Party leaders who gathered at the Loudoun Government Center described the Democratic trio—Lt. Gov. Ralph Northam, Attorney General Mark Herring, and Justin Fairfax—as the dream team for solving Virginians’ opioid epidemic and winning the votes to expand Medicaid.
“Who better than a pediatric neurologist, an experienced attorney general, and a former federal prosecutor,” state Sen. Jennifer Wexton (D-33rd) said. “This is the team that can really address this moving forward.”
The races for Virginia’s top seats are among the most watched this election season. Election Day in the commonwealth is seen as a political litmus test for how Republicans will fair in moderate states in the wake of President Donald J. Trump’s divisive first year in office.
Northam is going up against Republican Ed Gillespie for the governorship. Herring, a Leesburg native, is being challenged by first-time candidate John Adams in his bid for re-election. And Justin Fairfax, a former federal prosecutor, faces state Sen.
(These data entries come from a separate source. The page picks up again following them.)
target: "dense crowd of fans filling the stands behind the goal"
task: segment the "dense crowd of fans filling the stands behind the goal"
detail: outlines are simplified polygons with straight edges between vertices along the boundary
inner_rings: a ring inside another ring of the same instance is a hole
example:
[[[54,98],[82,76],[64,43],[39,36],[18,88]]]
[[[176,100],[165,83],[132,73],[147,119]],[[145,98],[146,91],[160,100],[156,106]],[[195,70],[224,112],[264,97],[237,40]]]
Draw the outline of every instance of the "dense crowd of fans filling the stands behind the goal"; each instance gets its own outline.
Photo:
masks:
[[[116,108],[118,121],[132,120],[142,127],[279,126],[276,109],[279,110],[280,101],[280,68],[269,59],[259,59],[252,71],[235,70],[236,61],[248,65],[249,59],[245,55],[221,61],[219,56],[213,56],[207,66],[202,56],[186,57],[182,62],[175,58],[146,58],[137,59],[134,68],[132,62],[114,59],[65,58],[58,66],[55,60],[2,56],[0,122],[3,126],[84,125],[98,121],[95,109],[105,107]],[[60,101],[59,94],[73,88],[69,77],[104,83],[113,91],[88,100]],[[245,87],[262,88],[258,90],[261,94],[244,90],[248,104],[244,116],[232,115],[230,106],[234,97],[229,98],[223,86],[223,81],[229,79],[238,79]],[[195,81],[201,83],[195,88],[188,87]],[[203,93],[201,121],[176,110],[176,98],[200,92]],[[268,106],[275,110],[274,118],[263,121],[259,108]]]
Jill Vogel (R-27) in the lieutenant governor’s race.
At the Wednesday morning forum, each candidate offered their solutions to the growing crisis of prescription drug and heroin addiction. They talked about a “360 solution” that includes arresting traffickers and dealers, but also provides prevention education and addiction treatment.
“We need lawmakers, students, families, parents, teachers, and law enforcement—everyone engaged in what is one of the critical health care and law enforcement problems of our time,” said Fairfax, a former assistant U.S. attorney for the Eastern District of Virginia. “It will take prevention, treatment, and law enforcement where appropriate.”
Herring agreed, adding, “We can’t solve this problem just with arrests.” While people who break the law to obtain prescription drugs should face consequences, treatment and rehabilitation needs to follow so they can re-enter the community successfully, he said.
Northam noted that the commonwealth has spent $30 million on mental health care in recent years, and a lot of those funds have been funneled toward helping people addicted to opioids.
But, he noted, that Virginia could be doing more if lawmakers agreed to expand Medicaid. As part of the Affordable Care Act, the federal government will match states’ investment if they agree to expand Medicaid to thousands more of their residents. Virginia Republicans have rejected the idea, saying it would cripple the state’s finances.
“Every day we don’t expand Medicaid, we’re not only leaving federal money on the table but we’re giving $6 million a day to other states,” Northam said. “Health care is a right, and now we have 400,000 working Virginians who don’t have access to care.”
The forum’s moderator Dr. Shereef Elnahal, assistant deputy under secretary for Health for Quality, Safety, and Value at the U.S. Department of Veterans Affairs, asked local elected officials what Loudoun County is doing to address residents’ health care needs.
In response, county Supervisor Koran T. Saines (D-Sterling) offered the candidates a sure-fire way they can help Loudoun specifically fight the opioid crisis. He noted that Loudoun County desperately needs state funding for a fourth Circuit Court judge, a position the General Assembly defunded earlier this year. That’s made it even more difficult to keep up with the crowded docket and impossible to reinstate the county’s drug court. Drug court gave drug offenders a chance to avoid jail time after violating probation by going instead to a program of intense court supervision and treatment.
“If we get that fourth judge, we can hurry and set up that drug court, get them treatment and when they get released they can be functioning members of society,” Saines said.
Del. John Bell (R-87th), who is running for re-election, added another item to the lawmakers’ to-do list. He commended his colleagues in the General Assembly for passing 15 bills earlier this year that targeted prescription and heroin addiction.
“But I think we need to revisit those 15 bills. Find out what is working, what isn’t working,” Bell said. One improvement that can be made is providing an avenue for a person to go directly into treatment after being treated with NARCAN, a naloxone that reverses the effects of an opioid overdose. “If someone does get the NARCAN shot, it sends them into withdrawal, but we don’t have anything to get them into treatment.”
Bell also talked about his 30-year-old son’s struggle with opioid addiction. After a car accident, he received a 90-day prescription for pain meds—plus five refills. “His addiction went on for seven years,” Bell said, adding that his son is in treatment today but still faces challenges. “This is not a political issue. This is our sons, our daughters, our fathers and mothers. Let’s work together on this.”
Before heading to Winchester for a campaign meet-and-greet, the candidates and their staff dropped into Catoctin Creek Distillery in Purcellville. Co-owner and distiller Becky Harris gave the crowd a tour of the facility, which produces Virginia’s most awarded whiskey, Roundstone Rye.